Horner Op-Ed in Tech Central Station
September 11 brought to the fore numerous realities that in our comfort we had sublimated, including the frivolity of numerous erstwhile “serious” pursuits. Only a truly rich and seemingly safe world would spend tremendous sums of human and financial capital to indulge such hypothetical risks as “man-made global warming.” The US even signed a treaty promising a near-immediate one-fifth reduction in carbon dioxide emissions – the intentional product of employing fossil fuels to produce energy. This was a sure sign of a society removed from critical thought. Then September’s attacks reminded us there are real, serious threats in the world requiring our attention, unpolluted by such chicanery. At least temporarily, this threw a curve at the environmental pressure green groups, who risked certain backlash if they did not curb their rhetoric at such a moment. Yet, a sober and focused world threatens oblivion for those subsisting on scaring the populace into believing Volvos are evil weather machines. Therefore, with the help of an old refuge — “polling data” — they are again finding their voice. During their rhetorical hiatus, green groups engaged “a ton of pollsters and linguists,” according to the publication Inside EPA. Environmentalists are seeking a new language to communicate the bottom line of “causes and solutions” of global warming, “moving away from issuing dire predictions”. The Natural Resources Defense Council, Sierra Club, Greenpeace, National Environmental Trust and Environmental Defense, among others, are designing a new pitch for this mother-of-all-scares. Their message, in sum, is “It’s the fossil fuels, stupid!” Using a $1 million grant from the Turner Foundation – as in CNN founder Ted Turner – these professional worriers hired “Democratic pollsters” to divine the new vernacular. NRDC now even boasts former Clinton Chief of Staff John Podesta as a Senior Fellow for their “Climate Action Center.” And you thought this was about science. “An Excellent Job of Alarming People” So, what did they come up with?

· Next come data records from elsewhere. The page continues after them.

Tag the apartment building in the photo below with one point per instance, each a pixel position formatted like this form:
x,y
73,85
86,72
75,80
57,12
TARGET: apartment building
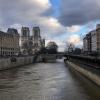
x,y
9,42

- Out: “climate change” (joining its predecessors “new ice age” and “global warming” on the scrap heap).
- In: “carbon dioxide blanket.”
One party bragged to Inside EPA that the research “tells us that we are winning… that we’ve done an excellent job of alarming people.” Those who were successfully alarmed apparently just don’t realize it. They feel slightly guilty at their comforts, but cringe at Al Gore’s “central organizing principles” and his equating failure to recycle aluminum cans with the Holocaust, as a Democratic National Committee memo so wonderfully put it. Recast the blather, however, with visual terms and squishy talk about “sustainability” and you’ve got the more palatable “Al Gore for Dummies.” Here is a preview of what we can now expect: It seems we live in cognitive dissonance, and need only to be reminded in the appropriate terms of our true knowledge. To unleash our inner environmentalist, the green groups will lecture on “individual consumption” (from their foundation-funded, taxpayer subsidized perch, of course). Only upon such awakening will you accept the global energy cop — called the Kyoto Protocol — telling more prosperous (i.e., energy-generating) nations how productive they can be or else. And on a parallel track, they will promote Sen. Jim Jeffords’ (I-VT) proposed carbon cap-and-trade legislation — in effect implementing Kyoto, though tying only the United States’ hands. The good news here is that we can now engage on one of the two true battlegrounds: lifestyle (the other being population). The second prong is shifting to “local, state and regional initiatives that center more on actual activities rather than gaining press time,” according to Inside EPA. This means enacting a bunch of mindless sate and local regulations cornering Washington into seeking “uniformity.” Certainly, much is at stake, most fundamentally affordable energy. That is the engine for our economy and enabler of our lifestyle, both the envy of the world. We must preserve our comforts, even if this prosperity occasionally seduces us into well-intentioned agreement with inane policies. In the end, we tend to remember that the greatest gift we can leave the next generation is a world wealthier than we found it.